Sumber Cerita.co.id melaporkan maraknya penolakan masyarakat terhadap penggunaan sirine dan strobo untuk pengawalan pejabat yang menerobos kemacetan. Keengganan memberikan jalan bagi kendaraan pejabat ini semakin menguat, menunjukkan rasa muak publik terhadap praktik yang dianggap arogan tersebut.

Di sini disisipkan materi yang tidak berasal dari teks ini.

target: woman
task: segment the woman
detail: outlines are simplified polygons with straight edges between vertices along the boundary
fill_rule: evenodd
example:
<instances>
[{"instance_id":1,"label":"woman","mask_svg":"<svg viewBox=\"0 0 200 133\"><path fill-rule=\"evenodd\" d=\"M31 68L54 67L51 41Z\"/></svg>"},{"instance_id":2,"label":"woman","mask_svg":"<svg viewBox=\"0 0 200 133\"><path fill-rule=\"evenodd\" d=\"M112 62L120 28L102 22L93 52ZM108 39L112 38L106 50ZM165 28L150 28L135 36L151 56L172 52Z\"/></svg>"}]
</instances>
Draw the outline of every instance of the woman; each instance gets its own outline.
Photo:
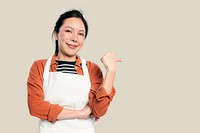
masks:
<instances>
[{"instance_id":1,"label":"woman","mask_svg":"<svg viewBox=\"0 0 200 133\"><path fill-rule=\"evenodd\" d=\"M115 95L114 53L106 53L100 68L77 53L88 33L88 25L78 10L63 13L53 36L55 54L33 63L28 81L28 107L40 118L39 133L94 133L94 119L102 117Z\"/></svg>"}]
</instances>

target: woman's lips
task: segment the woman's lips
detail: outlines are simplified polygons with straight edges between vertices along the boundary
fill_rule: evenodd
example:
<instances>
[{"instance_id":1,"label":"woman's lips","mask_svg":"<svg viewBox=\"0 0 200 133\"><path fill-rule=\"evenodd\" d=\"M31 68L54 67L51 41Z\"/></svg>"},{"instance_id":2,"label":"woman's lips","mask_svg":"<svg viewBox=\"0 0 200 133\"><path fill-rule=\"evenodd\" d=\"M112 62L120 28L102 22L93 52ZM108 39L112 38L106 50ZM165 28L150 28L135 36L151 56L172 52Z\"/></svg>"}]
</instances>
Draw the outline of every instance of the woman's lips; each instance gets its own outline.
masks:
<instances>
[{"instance_id":1,"label":"woman's lips","mask_svg":"<svg viewBox=\"0 0 200 133\"><path fill-rule=\"evenodd\" d=\"M72 44L67 44L67 46L71 49L75 49L77 46L76 45L72 45Z\"/></svg>"}]
</instances>

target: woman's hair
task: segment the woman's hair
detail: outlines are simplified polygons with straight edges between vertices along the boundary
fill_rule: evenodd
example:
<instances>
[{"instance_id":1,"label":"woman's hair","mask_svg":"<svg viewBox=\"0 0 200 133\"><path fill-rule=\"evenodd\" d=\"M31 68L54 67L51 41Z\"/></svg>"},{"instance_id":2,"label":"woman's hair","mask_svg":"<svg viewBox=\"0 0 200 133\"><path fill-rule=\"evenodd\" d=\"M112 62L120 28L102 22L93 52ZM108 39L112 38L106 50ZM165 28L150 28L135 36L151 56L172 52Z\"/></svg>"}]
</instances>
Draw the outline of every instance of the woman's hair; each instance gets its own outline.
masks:
<instances>
[{"instance_id":1,"label":"woman's hair","mask_svg":"<svg viewBox=\"0 0 200 133\"><path fill-rule=\"evenodd\" d=\"M56 32L58 33L59 32L59 29L60 27L63 25L64 23L64 20L68 19L68 18L72 18L72 17L75 17L75 18L80 18L85 26L85 38L87 37L87 33L88 33L88 24L87 24L87 21L85 20L85 18L83 17L83 14L76 10L76 9L73 9L73 10L69 10L63 14L60 15L59 19L57 20L56 24L55 24L55 27L54 27L54 30L53 30L53 33ZM55 48L55 53L58 54L58 40L55 40L55 44L56 44L56 48Z\"/></svg>"}]
</instances>

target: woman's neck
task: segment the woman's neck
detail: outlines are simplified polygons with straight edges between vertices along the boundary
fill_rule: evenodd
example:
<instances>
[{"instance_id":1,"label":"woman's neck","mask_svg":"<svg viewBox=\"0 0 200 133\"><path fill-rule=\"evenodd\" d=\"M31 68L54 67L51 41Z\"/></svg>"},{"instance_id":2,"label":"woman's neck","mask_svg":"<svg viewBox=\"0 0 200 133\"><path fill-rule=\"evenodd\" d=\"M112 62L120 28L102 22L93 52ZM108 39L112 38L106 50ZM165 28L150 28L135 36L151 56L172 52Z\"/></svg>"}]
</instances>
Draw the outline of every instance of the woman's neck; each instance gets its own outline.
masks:
<instances>
[{"instance_id":1,"label":"woman's neck","mask_svg":"<svg viewBox=\"0 0 200 133\"><path fill-rule=\"evenodd\" d=\"M76 61L76 56L69 57L69 56L63 56L63 55L58 54L56 59L58 61Z\"/></svg>"}]
</instances>

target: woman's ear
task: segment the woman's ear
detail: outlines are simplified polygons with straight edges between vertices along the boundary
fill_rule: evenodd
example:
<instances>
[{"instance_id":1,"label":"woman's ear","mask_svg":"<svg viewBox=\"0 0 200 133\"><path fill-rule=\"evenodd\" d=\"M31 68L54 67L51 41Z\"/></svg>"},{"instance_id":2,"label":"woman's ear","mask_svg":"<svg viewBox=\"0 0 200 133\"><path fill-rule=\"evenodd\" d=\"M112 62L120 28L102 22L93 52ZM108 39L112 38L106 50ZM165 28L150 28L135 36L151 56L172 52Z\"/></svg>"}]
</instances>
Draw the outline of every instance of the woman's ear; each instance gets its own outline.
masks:
<instances>
[{"instance_id":1,"label":"woman's ear","mask_svg":"<svg viewBox=\"0 0 200 133\"><path fill-rule=\"evenodd\" d=\"M54 36L54 38L56 39L56 40L58 40L58 33L57 32L53 32L53 36Z\"/></svg>"}]
</instances>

Wakil Ketua Pemberdayaan dan Pengembangan Wilayah Masyarakat Transportasi Indonesia (MTI) Pusat, Djoko Setijowarno, menjelaskan bahwa sirine dan strobo seharusnya hanya digunakan sebagai sinyal darurat, bukan untuk menerobos kemacetan. "Penyalahgunaan dan klaim hak istimewa yang tidak tepat menjadi akar masalahnya," tegas Djoko. Ia menambahkan, seringkali kendaraan pribadi atau pejabat yang tidak dalam keadaan darurat menggunakan strobo untuk menghindari kemacetan, menciptakan persepsi bahwa strobo adalah simbol status dan bukan alat keselamatan.

Djoko menekankan bahwa praktik ini menimbulkan ketidakadilan dan memicu kemarahan publik. Penggunaan sirine dan strobo yang tidak sesuai peruntukannya telah melukai rasa keadilan masyarakat dan dianggap sebagai bentuk kesewenang-wenangan. Kondisi ini, menurutnya, membuat masyarakat semakin enggan memberi jalan, bahkan cenderung menolaknya. Publik menuntut agar pejabat dan pengguna jalan lainnya menaati aturan lalu lintas dan mengantre seperti warga biasa saat terjadi kepadatan.